Kami melewati lagi Felipe dan Karina, yang baru saja check-in di penginapan mereka yang baru saja buka. Kami berhenti di sebuah rumah makan yang sudah buka tepat di sebelah penginapan kami. Memesan secangkir kopi, dan menghabiskan sekitar 25 menit di tempat ini sembari menunggu penginapan kami buka. Segelas dripping coffee di rumah makan berjudul Lang Khanh ini dihargai VND 20K. Rasanya biasa saja karena tidak diberi susu atau susu kental manis, hanya diberi satu sachet gula pasir saja. Kopi ala Vietnam ini memang paling enak kalau dicampur susu kental manis atau susu dan gula. Tanpa susu, kopinya terasa sangat kental dan cukup pahit. Bagi para pecinta black coffee tentunya akan suka sekali dripping coffee ini, namun bagi kami yang cenderung lebih suka long white ala New Zealand, kopi Vietnam yang disajikan tanpa susu atau susu kental manis terasa agak pahit dan keras di lidah.



Tepat jam 6.25 pagi, kami melihat penginapan kami, Hotel Ha Trang, dibuka oleh pemiliknya, seorang laki-laki berusia sekitar 35-40 tahun. Tidak pakai lama, kami pun membayar kopi yang sudah habis diminum, lalu menuju ke penginapan kami.
Setelah menyampaikan bahwa kami sudah booking di tempat ini untuk 2 malam, pemiliknya mengajak kami ke meja resepsionis, lalu meminta paspor kami. Saat kutanya, apakah boleh kami beri fotokopian saja, beliau malah bertampang masam dan sepertinya sedikit mengomel, namun tanpa diduga memberikan kunci kamar kepada kami, dan menunjukkan kamar tempat kami akan tinggal selama dua malam ini.
Aku dan suami agak terkejut tapi sekaligus senang juga hahahaha... Kami tidak menyangka boleh check-in sepagi ini, dan tidak menyangka boleh masuk juga tanpa paspor hehehehe..

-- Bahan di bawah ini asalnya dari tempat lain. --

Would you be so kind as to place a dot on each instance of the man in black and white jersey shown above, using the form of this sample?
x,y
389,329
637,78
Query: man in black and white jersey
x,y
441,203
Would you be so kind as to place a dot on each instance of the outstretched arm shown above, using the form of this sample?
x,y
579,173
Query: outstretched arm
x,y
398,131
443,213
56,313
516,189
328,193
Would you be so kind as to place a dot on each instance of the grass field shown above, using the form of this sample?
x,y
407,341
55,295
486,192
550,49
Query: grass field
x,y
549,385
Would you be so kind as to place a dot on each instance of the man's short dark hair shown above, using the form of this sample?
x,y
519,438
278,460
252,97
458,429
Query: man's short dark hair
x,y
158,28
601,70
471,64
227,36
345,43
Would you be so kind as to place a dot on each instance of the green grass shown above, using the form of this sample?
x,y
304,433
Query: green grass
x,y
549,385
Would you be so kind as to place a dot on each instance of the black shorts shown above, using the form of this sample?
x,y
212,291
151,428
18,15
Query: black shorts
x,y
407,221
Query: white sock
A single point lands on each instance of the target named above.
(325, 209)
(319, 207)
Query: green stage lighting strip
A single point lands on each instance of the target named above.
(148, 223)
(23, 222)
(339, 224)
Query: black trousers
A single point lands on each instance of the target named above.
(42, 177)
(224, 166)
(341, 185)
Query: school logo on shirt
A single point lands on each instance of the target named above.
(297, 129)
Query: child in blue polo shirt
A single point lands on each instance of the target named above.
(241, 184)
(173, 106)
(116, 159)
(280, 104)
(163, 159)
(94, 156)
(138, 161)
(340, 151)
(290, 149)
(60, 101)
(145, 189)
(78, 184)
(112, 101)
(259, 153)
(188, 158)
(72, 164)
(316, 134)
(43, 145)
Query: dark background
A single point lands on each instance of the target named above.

Setelah naik tangga ke lantai 2, kami masuk ke dalam kamar yang nomornya sesuai dengan kunci yang diberikan. Memasuki kamar, terlihat kamarnya sudah cukup usang. Dua buah ranjang (yang lagi-lagi kasurnya keras), sebuah meja kecil  dan dua buah kursi pendek terlihat di dalamnya. Ada dua buah kipas angin yang tergantung di dinding kamar dan dua buah lampu tidur. Di dalam kamar mandinya terdapat wastafel, shower, pispot, toilet duduk, dan pemanas air. Di luar kamar mandi ada gantungan baju dengan sebuah jendela berteralis kawat yang menghadap ke luar, namun pemandangannya adalah rumah lain di belakangnya hehehehe...
Seperti sebelum-sebelumnya, aku memesan kamar ini dengan booking.com, dan ini adalah private room with private bathroom yang termurah di Tam Coc. Harga per malamnya adalah VND 227,5K/malam. Yah, tidak buruk lah... setidaknya ada dua buah kasur, dan biasanya kami hanya akan memakai satu kasur saja, sementara satu kasur lainnya dipakai untuk meletakkan dan menata barang-barang.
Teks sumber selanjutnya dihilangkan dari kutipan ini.